L'un des points d'achoppement des négociations interinstitutionnelles concerne la répartition des compétences entre l'État où est émise une injonction de production de données et l'État où est située l'organisation chargée d'exécuter cette injonction (EUROPE 12778/2). Plus précisément, dans quelles circonstances une notification doit-elle être adressée au pays d'exécution ?
Les discussions informelles menées avec le Parlement ont permis de définir les principales composantes d'un possible compromis, même s'il n'a pas été possible de parvenir à un accord, indique la Présidence slovène du Conseil de l'UE dans un rapport de progrès spécifique.
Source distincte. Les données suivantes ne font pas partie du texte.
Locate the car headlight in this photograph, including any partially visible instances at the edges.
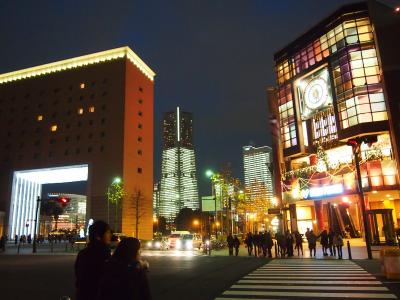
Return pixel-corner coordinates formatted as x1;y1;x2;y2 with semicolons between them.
185;241;193;249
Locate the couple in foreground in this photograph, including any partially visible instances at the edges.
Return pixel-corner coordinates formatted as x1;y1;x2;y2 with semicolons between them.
75;221;151;300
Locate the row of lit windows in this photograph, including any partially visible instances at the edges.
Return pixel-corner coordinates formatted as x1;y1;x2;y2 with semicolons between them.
276;18;373;85
278;84;297;148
D'après elle, la création d'un régime de notification approprié doit englober d'autres questions, telles que les règles relatives à l'application des motifs de refus d'exécuter une injonction de production de données ainsi que les règles relatives à l'information de l'utilisateur et aux recours disponibles pour la personne dont les données sont recherchées.
Mais le Conseil, invoquant le principe de confiance mutuelle, maintient sa position selon laquelle une notification à l'État d'exécution ne devrait pas être nécessaire lorsque la personne dont les données sont recherchées réside dans le pays d'émission de l'injonction (critère de résidence).
Voir le rapport de progrès : https://bit.ly/3pEJyXT
Les ministres procéderont également à un échange de vues sur les enseignements tirés de la pandémie de Covid‑19 pour le fonctionnement des tribunaux ainsi que pour le contrôle juridictionnel et le contrôle des mesures d'urgence.
EPPO. Ils seront également informés des travaux en cours du Parquet européen. Entre juin et octobre 2021, le Parquet européen a ouvert 431 enquêtes pour des atteintes cumulées aux intérêts financiers de l'UE évaluées à hauteur de 5,1 milliards d'euros. Doté d'une rallonge de 3,75 millions d'euros, son budget 2022 s'élèvera de 57,1 millions d'euros et il permettra d'embaucher 118 personnes supplémentaires.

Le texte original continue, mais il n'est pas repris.